Rawls s’y montre opposé : « Prenons les surfeurs de Malibu. S’ils passent leurs journées à faire du surf, il ne serait tout de même pas juste de demander à la société de subvenir à leurs besoins ! »

Derrière cette controverse, une question fondamentale est donc posée : faute de réciprocité, le revenu de base est-il moral ?

Parfois qualifié avec humour d’« avocat des surfeurs », Van Parijs n’a de cesse par la suite de réfléchir à cette objection et d’y proposer des réponses.


Illustration : CC 0 AQUACHARA.

Les tournois de l’Académie : « Revenu universel : danger ou solution ? »

Une émission animée par Florence Hainaut et Bruno Coppens sur la RTBF présente et met en débat le revenu sans condition. Pendant 1h45, l’émission enchaîne les interventions et les points de vues.

Tour à tour, un étudiant, une personne de la société civile et un expert viendront pendant 2 fois 5 minutes exprimer leur point de vue sur la question. Sans tabou et sans censure, tous les arguments sont permis ! Pour en débattre, des personnalités aux avis divergents, Philippe Van Parijs, docteur en philosophie de l’université d’Oxford et docteur en sociologie de l’Université Catholique de Louvain et Anne Eydoux, maîtresse de conférences au Cnam, chercheuse au Centre d’études de l’emploi et du travail (CEET) et au Laboratoire interdisciplinaire de sociologie économique (Lise). Mais aussi des représentants de la société civile, notamment Philippe Defeyt et François Perl.


Illustration : © RTBF.

Aide sociale : ce sera un revenu de base lorsqu’il sera universel et inconditionnel

Un communiqué du Front commun des personnes assistés sociales du Québec (FCPASQ) revient sur la qualification abusive de « revenu de base » pour désigner le projet de loi récemment présenté au Québec.
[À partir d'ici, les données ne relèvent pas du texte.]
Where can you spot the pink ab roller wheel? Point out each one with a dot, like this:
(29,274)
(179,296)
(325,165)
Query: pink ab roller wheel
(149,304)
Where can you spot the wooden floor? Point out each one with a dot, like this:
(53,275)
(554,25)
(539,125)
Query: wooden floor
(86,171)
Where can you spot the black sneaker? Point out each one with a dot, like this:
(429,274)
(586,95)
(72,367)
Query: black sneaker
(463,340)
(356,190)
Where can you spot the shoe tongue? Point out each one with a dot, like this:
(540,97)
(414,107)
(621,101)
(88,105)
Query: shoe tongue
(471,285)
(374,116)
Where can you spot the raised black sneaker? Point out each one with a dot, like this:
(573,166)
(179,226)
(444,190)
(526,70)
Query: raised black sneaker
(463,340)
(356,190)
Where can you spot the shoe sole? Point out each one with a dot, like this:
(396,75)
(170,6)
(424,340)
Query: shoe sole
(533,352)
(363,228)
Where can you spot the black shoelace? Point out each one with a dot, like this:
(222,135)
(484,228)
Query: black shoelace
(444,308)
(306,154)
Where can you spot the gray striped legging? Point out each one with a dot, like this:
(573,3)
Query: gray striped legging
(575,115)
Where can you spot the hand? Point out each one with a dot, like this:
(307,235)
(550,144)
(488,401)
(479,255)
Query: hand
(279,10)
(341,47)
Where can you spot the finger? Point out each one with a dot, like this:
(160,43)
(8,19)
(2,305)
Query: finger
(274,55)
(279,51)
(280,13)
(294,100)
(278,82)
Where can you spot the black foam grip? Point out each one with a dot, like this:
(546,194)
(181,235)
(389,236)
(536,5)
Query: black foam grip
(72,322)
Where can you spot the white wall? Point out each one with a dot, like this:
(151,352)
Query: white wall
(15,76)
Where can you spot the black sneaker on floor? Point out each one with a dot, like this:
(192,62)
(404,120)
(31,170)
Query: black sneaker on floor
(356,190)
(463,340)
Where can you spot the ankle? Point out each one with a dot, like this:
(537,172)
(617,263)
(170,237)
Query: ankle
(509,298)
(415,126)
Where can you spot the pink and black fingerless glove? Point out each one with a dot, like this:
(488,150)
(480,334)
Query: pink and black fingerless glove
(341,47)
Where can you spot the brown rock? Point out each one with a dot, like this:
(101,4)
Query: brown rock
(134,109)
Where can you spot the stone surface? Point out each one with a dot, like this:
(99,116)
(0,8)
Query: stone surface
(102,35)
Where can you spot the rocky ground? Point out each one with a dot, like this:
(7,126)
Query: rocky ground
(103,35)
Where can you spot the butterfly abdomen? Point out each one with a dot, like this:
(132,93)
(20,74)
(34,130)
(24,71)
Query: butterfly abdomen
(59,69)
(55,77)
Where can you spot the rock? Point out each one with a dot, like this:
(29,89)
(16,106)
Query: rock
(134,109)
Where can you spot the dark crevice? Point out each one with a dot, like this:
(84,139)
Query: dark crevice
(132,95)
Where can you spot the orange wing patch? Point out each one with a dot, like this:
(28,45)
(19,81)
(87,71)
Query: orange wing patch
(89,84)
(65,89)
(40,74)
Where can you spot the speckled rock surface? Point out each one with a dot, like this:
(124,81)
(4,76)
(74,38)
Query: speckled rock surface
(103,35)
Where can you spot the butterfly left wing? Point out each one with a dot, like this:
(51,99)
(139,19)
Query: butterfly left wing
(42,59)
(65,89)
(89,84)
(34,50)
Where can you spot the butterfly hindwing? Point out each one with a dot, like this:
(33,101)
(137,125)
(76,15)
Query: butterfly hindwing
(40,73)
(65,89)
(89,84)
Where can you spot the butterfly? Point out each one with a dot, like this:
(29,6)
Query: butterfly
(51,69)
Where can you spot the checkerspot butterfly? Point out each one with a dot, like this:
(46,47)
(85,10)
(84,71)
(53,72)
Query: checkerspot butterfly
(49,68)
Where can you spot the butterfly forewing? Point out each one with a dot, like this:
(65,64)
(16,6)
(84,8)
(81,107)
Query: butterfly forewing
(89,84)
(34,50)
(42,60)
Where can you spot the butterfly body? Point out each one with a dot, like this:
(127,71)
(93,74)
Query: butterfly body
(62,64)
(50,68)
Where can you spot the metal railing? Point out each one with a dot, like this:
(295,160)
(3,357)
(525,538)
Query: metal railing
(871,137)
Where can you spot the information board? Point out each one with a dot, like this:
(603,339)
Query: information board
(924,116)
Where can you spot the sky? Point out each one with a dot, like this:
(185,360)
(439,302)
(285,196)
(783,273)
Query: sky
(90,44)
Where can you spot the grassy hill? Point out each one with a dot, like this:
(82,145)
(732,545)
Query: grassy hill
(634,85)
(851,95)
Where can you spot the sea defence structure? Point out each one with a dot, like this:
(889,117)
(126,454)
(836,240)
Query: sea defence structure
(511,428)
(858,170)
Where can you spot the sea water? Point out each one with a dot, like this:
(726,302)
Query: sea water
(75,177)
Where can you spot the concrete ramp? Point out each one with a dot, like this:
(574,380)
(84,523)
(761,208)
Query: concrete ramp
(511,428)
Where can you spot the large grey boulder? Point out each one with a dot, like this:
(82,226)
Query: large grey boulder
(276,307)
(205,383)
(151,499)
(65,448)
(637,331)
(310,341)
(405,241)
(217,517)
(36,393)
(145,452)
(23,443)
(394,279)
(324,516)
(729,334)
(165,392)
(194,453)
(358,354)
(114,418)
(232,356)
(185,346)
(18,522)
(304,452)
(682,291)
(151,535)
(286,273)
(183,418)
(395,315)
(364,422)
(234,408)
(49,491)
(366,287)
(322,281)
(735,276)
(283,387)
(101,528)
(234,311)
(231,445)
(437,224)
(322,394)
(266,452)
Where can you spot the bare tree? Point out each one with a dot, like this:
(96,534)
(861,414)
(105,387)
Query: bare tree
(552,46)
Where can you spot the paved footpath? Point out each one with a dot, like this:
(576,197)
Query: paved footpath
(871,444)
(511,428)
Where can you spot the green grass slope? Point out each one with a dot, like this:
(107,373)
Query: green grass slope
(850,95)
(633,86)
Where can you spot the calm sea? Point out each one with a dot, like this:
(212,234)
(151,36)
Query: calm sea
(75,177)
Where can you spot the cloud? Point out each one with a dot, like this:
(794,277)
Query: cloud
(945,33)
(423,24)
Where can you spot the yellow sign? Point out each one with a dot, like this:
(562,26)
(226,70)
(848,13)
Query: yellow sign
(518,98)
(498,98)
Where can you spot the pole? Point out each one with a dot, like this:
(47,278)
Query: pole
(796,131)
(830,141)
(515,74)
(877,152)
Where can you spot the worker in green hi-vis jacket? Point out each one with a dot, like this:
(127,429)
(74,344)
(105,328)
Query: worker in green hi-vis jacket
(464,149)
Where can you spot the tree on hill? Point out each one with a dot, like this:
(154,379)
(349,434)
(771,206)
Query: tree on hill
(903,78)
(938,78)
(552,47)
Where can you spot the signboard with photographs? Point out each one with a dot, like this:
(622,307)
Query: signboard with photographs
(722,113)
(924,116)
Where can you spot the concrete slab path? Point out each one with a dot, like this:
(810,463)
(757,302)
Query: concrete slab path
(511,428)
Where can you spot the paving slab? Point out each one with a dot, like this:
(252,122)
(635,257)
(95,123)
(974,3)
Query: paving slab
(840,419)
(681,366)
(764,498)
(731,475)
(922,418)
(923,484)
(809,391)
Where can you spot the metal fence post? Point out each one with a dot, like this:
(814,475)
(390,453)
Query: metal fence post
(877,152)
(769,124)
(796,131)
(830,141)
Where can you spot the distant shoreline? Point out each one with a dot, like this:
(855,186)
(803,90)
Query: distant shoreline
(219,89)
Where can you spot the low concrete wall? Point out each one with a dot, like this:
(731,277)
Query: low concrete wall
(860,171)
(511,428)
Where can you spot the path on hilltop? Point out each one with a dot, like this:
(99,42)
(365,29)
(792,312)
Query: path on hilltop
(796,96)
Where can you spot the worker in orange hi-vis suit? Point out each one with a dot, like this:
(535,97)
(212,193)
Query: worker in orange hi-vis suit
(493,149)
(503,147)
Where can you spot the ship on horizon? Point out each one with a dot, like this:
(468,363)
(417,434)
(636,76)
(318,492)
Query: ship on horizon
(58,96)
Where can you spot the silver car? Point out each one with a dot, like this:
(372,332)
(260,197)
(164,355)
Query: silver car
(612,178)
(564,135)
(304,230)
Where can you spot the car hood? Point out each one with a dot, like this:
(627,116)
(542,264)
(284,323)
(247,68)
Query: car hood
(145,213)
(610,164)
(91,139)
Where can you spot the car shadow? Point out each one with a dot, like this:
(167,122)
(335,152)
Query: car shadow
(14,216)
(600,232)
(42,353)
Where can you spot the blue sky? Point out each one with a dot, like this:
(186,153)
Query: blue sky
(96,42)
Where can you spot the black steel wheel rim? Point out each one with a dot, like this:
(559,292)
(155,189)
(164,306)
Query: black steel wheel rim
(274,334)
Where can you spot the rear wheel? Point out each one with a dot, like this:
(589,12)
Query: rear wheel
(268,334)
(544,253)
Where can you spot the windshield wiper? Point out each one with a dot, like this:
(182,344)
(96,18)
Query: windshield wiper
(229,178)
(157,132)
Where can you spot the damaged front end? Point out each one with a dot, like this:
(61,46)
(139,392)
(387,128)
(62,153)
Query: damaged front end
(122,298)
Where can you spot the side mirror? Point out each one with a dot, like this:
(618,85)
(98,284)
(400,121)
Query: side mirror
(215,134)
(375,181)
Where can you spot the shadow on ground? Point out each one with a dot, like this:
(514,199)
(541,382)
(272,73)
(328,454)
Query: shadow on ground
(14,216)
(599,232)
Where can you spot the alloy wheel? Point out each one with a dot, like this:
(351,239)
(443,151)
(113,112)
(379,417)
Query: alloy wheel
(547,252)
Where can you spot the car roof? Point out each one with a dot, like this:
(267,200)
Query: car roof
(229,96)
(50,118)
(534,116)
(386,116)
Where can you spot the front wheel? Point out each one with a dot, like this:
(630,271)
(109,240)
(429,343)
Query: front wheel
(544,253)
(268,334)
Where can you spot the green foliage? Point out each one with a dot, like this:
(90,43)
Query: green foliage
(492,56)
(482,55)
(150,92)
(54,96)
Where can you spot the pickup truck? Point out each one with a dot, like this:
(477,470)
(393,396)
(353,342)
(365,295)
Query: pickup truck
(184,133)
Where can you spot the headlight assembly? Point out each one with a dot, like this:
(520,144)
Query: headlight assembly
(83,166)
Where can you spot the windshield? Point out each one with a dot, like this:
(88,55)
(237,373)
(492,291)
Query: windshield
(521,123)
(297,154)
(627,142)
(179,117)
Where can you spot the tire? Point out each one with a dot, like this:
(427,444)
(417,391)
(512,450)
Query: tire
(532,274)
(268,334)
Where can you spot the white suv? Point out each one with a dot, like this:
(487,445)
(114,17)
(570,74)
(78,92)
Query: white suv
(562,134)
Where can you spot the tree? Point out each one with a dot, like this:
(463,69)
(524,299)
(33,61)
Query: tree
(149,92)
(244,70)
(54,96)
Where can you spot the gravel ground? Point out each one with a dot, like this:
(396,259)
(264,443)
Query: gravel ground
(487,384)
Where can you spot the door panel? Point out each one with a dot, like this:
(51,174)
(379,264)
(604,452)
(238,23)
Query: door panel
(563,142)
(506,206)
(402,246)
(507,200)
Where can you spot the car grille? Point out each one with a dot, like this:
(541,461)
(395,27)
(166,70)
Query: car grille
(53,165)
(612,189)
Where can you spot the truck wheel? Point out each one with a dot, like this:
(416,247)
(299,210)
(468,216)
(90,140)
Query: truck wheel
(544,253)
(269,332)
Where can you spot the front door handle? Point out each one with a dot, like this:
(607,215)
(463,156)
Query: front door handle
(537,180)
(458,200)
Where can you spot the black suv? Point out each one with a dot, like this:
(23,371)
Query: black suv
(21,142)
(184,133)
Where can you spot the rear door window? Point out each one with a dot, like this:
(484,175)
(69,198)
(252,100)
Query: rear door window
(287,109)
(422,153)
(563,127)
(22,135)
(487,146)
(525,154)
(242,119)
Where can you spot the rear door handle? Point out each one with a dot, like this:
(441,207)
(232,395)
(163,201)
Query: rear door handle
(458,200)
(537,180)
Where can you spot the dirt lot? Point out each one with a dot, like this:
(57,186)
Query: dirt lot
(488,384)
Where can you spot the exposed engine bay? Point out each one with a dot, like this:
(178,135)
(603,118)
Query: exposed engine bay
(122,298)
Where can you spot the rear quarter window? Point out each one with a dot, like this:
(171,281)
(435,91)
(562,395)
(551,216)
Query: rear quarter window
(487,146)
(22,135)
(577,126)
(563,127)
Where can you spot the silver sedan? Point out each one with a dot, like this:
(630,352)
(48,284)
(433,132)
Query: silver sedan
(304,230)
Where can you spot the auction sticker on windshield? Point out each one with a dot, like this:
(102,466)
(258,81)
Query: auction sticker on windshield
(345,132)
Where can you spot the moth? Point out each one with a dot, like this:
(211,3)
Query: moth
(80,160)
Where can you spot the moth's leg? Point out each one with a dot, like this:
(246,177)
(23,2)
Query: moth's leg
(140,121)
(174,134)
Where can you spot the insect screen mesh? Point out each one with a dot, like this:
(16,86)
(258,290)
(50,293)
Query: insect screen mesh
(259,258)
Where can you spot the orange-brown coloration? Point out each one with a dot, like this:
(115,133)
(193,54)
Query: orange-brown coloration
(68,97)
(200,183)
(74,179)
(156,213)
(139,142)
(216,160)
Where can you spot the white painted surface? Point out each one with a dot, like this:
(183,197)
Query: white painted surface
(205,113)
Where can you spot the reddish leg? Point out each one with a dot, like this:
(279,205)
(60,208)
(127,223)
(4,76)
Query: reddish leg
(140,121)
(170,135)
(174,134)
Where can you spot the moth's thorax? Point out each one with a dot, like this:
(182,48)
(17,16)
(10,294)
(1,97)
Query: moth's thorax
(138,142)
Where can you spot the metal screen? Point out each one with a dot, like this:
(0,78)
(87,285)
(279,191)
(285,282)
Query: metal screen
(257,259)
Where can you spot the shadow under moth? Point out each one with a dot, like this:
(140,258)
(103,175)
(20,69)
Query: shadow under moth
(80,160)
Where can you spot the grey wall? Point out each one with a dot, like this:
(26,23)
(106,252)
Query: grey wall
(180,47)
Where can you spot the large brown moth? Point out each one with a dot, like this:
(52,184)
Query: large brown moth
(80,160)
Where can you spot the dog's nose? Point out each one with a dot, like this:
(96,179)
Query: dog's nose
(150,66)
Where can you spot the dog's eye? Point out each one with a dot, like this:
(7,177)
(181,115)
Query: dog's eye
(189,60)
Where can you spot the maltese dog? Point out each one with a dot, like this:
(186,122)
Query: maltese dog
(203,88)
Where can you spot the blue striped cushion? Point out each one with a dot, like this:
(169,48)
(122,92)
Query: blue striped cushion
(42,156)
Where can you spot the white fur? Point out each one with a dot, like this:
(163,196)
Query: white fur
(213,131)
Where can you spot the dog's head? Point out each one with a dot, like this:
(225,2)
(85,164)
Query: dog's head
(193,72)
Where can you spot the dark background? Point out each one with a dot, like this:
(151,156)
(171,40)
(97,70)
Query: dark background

Ce faux revenu de base est l’introduction d’une nouvelle catégorie à l’aide sociale qui garantit une différence de traitement. Si les personnes en situation de handicap ont des besoins particuliers, elles partagent avec l’ensemble des personnes assistées sociales des préoccupations communes : suffisamment d’argent pour vivre, subir moins de préjugés et avoir accès à des mesures d’employabilité et d’intégration sociale adaptées à leur réalité. Or, actuellement, chaque programme est traité différemment et cela crée des injustices.


Illustration : FCPASQ.

Amartya Sen et le revenu de base

Un article de Robert Cauneau présente la pensée de l’économiste et philosophe Indien, en lien avec un revenu sans condition.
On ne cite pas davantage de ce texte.